My compliments to SP Guide Publications for informative and credible reportage on contemporary aerospace issues over the past six decades.

— Air Chief Marshal V.R. Chaudhari, Indian Air Force Chief
       

Electric vehicles for military, security and police

May 16-31, 2011

The latest IDTechEx report has projected a rising market for electric vehicles for military, security and police duty. It is expected to be 15 per cent of the total electric vehicle market by value in 2021.

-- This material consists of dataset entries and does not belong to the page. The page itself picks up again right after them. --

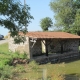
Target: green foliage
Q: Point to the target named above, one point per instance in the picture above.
(6, 73)
(46, 23)
(14, 16)
(67, 15)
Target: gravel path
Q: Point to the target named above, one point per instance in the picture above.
(3, 41)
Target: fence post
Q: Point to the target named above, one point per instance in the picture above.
(44, 74)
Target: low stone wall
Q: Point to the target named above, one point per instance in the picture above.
(22, 47)
(68, 45)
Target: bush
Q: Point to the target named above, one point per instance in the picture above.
(6, 72)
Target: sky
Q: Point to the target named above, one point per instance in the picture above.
(39, 9)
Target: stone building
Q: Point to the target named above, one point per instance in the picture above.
(47, 44)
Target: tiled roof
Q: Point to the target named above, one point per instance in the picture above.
(55, 35)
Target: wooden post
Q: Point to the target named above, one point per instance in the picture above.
(46, 47)
(61, 48)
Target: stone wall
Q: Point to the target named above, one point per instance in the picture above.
(68, 45)
(22, 47)
(35, 48)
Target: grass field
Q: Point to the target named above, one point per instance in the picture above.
(33, 71)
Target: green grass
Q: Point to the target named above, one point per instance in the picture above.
(33, 71)
(4, 48)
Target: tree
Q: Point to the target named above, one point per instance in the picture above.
(15, 17)
(67, 15)
(45, 23)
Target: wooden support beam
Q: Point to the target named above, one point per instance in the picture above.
(46, 47)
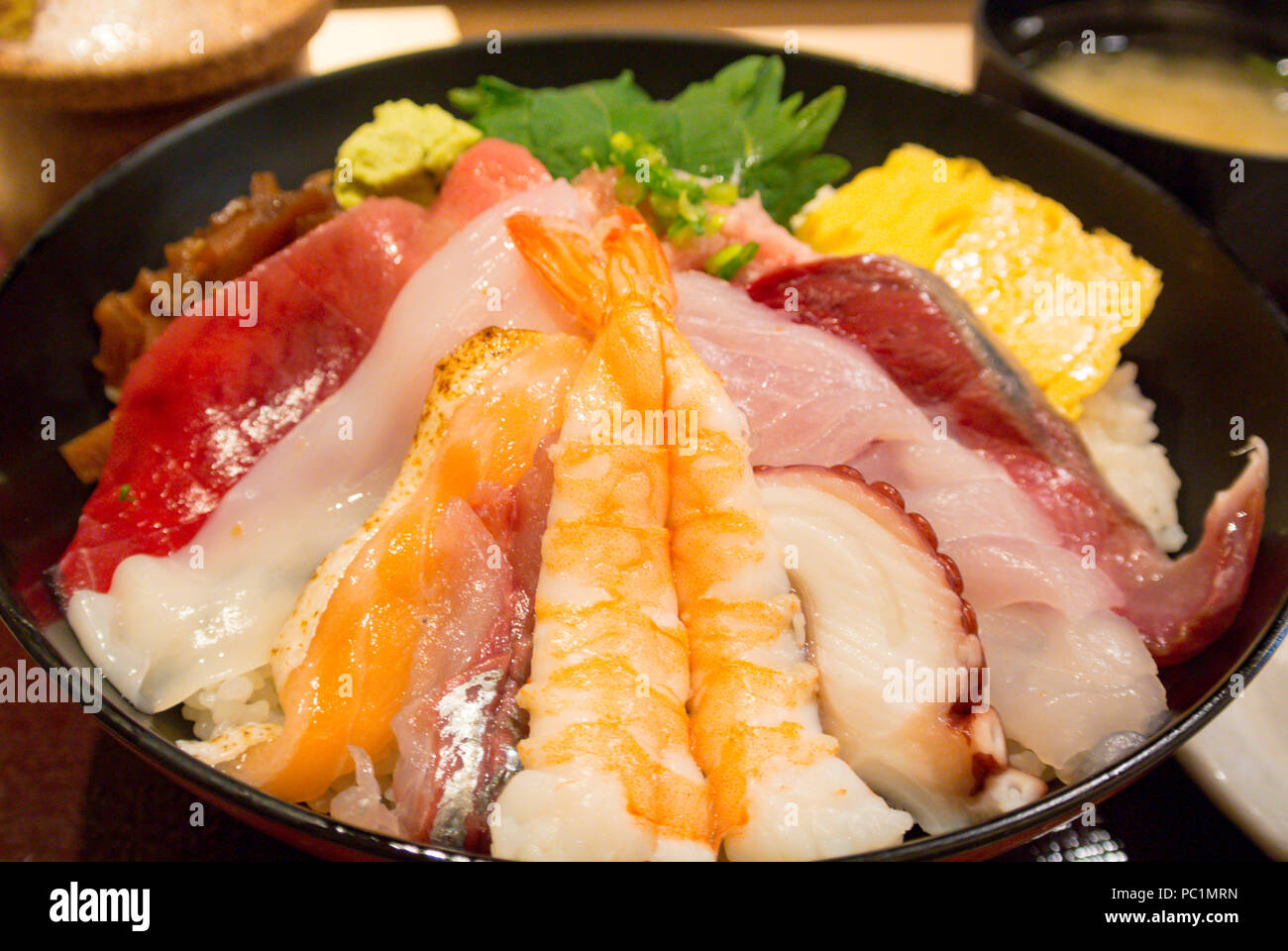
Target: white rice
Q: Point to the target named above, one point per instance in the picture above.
(1119, 427)
(233, 702)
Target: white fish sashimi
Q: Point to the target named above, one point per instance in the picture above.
(171, 625)
(1064, 681)
(810, 401)
(811, 397)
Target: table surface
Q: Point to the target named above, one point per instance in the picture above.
(69, 792)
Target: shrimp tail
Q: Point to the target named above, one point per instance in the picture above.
(636, 264)
(568, 264)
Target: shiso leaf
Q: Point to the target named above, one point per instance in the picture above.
(735, 127)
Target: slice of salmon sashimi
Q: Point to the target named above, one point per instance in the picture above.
(389, 604)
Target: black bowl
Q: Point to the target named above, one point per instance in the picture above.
(1215, 347)
(1249, 215)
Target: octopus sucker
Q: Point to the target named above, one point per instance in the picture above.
(905, 685)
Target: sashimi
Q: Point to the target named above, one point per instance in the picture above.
(905, 687)
(224, 381)
(423, 595)
(170, 625)
(608, 772)
(217, 389)
(754, 706)
(853, 412)
(931, 344)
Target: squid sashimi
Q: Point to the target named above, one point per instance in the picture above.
(905, 685)
(759, 354)
(425, 595)
(608, 772)
(934, 347)
(218, 389)
(168, 626)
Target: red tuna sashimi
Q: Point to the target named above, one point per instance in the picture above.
(930, 343)
(211, 396)
(462, 723)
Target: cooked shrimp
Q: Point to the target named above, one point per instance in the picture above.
(778, 788)
(608, 772)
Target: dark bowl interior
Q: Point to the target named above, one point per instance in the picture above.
(1214, 350)
(1247, 209)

The report said that although the bulk of this demand will be for military vehicles on land, the water and airborne applications will each become businesses of well over one billion dollars yearly within the decade. The report emphasises the need to benchmark best practice between each of these modes and gives a large number of examples.

Interestingly, unmanned operation is very important, particularly for water craft and aircraft. Both hybrid electric and pure electric drive trains will be deployed in large numbers.

The report makes sense of the bewildering variety of electric vehicles used and about to be used for military, security and police purposes, whether hybrid or pure electric. Huge numbers of micro and nanobots will be deployed for surveillance and other military tasks making countermeasures almost impossible. Most of these will fly. Indeed tens of millions of dollars are being spent developing robot hummingbirds and bats alone.

Autonomous underwater vehicles (AUVs) cost up to $5 million each and are already bought in thousands for search and rescue. Add to that unmanned aerial vehicles (UAVs) such as solar planes and the $517 million Northrop Grumman solar military airship, now being built, are an even more important part of this story. They are used for surveillance and AUVs in the upper atmosphere are a fraction of the cost of a surveillance satellite.

At the other extreme, hand launched surveillance aircraft are electric for reliability and silence and over $400 million has already been spent on them. All are driving a rapid change in technology of parts and powertrains as is explained in many summary tables and text in the report. For instance, multimode energy harvesting is being increasingly deployed.

Although most of the development, manufacture and purchase of these vehicles takes place in the USA, unique advances in Singapore, Korea, the UK, Germany, Switzerland, Canada, New Zealand and elsewhere are explained in the report including the many electric vehicles for dual purpose civil and military applications, often where the civil application first pushes the boundaries of what is possible.